You don't have to support 5 different versions of RHEL.
>Also remember you can buy developer support from Apple.
You can buy developer support from Red Hat.
>The answers are "who knows".
No, the answers are "yes", your questions were basically "if my computer doesn't break, will it work the same %d time from now".

>Did you watch that video from Linus about Linux in the desktop market?
No, but let me guess, he was angry that there isn't 1 version of Linux. Once again: no one is asking you to port your stuff to Ubuntu, Fedora, OpenSuse, Arch, Debian, etc. Spotify made a ubuntu client, the community ported it to fedora, I'm using it right now.

>Saying dnf is better than Yum or RHEL
This made no sense... dnf is the successor to yum, the developers themselves created it to be a better version of yum. And as for "better than rhel", why would I compare a package manager to an OS? Do you say "that Ford engine is better than that Ford car"? I'm legitimately confused now.

>This is part of the attitude that will keep Linux relegated to niche user bases.
What attitude? Do you expect me to say that it's Red Hat's fault that Dell never wrote drivers for it's USB-C adapter?
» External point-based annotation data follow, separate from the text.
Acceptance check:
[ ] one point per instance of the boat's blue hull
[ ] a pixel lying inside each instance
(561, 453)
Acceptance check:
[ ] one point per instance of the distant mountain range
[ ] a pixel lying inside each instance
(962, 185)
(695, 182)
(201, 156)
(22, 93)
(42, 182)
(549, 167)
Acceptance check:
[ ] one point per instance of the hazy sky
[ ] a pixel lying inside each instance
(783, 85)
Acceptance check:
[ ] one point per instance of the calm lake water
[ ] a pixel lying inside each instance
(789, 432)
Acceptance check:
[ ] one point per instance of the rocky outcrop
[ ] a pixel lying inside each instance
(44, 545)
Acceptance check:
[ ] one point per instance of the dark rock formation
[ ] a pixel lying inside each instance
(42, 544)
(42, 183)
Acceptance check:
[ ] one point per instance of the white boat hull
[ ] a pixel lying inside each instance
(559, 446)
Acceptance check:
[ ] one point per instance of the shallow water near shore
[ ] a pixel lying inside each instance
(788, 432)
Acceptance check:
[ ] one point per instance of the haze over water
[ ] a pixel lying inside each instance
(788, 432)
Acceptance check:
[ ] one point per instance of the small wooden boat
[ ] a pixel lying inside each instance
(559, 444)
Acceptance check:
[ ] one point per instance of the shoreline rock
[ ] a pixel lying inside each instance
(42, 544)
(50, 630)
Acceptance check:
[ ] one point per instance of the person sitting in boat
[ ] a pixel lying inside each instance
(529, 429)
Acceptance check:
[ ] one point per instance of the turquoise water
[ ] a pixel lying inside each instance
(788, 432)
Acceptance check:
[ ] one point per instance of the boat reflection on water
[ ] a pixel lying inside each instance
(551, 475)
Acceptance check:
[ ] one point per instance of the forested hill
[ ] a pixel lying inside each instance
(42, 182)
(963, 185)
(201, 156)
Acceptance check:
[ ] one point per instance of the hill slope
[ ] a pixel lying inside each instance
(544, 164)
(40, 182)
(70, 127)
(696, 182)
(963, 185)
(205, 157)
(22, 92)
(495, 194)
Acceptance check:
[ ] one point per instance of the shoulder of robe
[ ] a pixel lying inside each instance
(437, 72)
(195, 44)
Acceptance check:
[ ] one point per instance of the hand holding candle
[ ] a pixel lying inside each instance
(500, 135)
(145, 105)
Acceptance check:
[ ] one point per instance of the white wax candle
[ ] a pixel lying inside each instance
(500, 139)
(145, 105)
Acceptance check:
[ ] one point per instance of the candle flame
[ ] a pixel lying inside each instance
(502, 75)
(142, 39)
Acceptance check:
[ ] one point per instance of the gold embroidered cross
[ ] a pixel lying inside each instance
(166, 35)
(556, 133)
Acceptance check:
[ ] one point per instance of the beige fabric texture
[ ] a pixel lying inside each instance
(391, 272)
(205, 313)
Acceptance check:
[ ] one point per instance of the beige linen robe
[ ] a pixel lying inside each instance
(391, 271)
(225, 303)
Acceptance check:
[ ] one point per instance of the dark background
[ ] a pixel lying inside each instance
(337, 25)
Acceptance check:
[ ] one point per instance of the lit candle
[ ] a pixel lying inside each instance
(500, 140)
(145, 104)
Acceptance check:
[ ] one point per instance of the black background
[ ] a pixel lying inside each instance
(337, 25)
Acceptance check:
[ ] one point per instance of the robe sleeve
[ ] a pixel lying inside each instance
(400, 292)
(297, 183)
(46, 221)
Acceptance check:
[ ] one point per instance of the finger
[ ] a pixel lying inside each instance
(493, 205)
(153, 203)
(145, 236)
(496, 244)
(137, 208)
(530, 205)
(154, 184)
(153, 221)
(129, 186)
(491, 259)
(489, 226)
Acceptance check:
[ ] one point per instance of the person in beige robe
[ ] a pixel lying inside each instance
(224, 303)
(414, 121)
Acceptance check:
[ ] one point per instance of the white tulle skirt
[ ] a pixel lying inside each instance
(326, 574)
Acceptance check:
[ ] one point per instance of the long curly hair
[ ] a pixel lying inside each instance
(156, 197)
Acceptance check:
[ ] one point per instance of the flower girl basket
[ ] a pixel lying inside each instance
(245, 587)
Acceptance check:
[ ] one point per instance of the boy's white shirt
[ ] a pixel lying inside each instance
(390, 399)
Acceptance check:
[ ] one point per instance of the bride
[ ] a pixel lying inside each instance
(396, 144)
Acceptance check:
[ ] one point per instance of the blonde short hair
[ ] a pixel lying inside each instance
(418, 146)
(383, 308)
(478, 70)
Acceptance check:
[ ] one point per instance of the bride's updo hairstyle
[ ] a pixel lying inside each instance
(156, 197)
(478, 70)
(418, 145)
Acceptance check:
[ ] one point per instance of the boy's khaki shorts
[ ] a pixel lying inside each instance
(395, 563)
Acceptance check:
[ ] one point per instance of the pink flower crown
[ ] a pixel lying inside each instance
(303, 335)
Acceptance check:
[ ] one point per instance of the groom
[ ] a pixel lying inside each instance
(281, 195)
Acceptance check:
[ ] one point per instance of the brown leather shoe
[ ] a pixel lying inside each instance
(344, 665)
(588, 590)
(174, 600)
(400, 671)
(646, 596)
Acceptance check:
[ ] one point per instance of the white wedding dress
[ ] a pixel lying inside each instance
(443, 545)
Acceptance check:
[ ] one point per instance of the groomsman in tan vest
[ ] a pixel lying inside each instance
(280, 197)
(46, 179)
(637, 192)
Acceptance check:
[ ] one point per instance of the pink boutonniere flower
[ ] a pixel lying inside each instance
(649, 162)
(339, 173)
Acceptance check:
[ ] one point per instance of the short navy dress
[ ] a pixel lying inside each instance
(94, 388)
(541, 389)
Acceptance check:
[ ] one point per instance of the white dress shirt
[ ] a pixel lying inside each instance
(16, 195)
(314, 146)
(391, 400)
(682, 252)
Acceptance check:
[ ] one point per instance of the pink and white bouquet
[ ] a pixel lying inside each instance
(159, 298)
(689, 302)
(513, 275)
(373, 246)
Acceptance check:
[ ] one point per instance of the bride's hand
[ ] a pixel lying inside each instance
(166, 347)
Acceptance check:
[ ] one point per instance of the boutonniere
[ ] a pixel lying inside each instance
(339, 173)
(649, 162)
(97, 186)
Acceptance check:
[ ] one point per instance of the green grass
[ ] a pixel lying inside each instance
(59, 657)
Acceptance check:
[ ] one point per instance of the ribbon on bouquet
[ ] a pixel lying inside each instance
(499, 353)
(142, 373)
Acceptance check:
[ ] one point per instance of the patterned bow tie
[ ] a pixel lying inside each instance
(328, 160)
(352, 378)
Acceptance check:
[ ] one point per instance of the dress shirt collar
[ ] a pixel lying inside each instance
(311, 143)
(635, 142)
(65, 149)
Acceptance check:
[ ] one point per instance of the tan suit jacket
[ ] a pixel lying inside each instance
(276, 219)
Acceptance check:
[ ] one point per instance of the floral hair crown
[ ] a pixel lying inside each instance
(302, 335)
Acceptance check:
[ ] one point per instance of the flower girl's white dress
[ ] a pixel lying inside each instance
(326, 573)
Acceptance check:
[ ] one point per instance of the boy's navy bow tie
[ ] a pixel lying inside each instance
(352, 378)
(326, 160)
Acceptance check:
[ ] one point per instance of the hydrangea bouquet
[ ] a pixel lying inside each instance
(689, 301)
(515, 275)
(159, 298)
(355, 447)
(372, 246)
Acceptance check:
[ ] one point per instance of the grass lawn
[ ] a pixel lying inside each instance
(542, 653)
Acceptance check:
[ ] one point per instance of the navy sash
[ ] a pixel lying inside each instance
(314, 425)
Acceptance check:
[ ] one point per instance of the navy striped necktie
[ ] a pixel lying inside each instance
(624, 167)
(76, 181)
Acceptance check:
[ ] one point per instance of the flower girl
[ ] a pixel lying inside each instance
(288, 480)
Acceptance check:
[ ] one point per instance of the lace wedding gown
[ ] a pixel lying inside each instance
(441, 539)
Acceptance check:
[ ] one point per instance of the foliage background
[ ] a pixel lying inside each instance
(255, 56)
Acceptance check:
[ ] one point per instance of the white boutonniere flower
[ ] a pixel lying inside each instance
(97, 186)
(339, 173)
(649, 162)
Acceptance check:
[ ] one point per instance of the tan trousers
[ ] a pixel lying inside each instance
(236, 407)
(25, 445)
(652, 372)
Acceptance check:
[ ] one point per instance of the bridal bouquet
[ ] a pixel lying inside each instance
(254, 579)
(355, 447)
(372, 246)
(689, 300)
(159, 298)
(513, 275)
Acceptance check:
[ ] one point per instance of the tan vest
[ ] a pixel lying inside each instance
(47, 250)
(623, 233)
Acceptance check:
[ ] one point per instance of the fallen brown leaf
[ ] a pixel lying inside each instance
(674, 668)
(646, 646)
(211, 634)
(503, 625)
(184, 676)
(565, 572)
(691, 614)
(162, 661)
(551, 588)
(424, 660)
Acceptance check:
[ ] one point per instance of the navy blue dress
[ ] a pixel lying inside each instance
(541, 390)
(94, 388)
Do you think Microsoft writes adapter drivers? Do you think Apple does it? It's the vendor's reponsibility. This isn't some snarky "well, my toy is perfect, so it's everyone else who is wrong" reply, drivers are always the vendor's responsibility.

>Linux break ABIs quite frequently.
I asked for a comparison, I've had things randomly change inside macOS, does that prove it changes more or less than Linux?

>My whole point is that the state of the Linux ecosystem is not ready for the same kind of model enjoyed by Windows and macOS.
My whole point is that it's wrong to even compare a set of 500+ distros to a single other, because then all I need is for Arch to fuck up to make RHEL look bad.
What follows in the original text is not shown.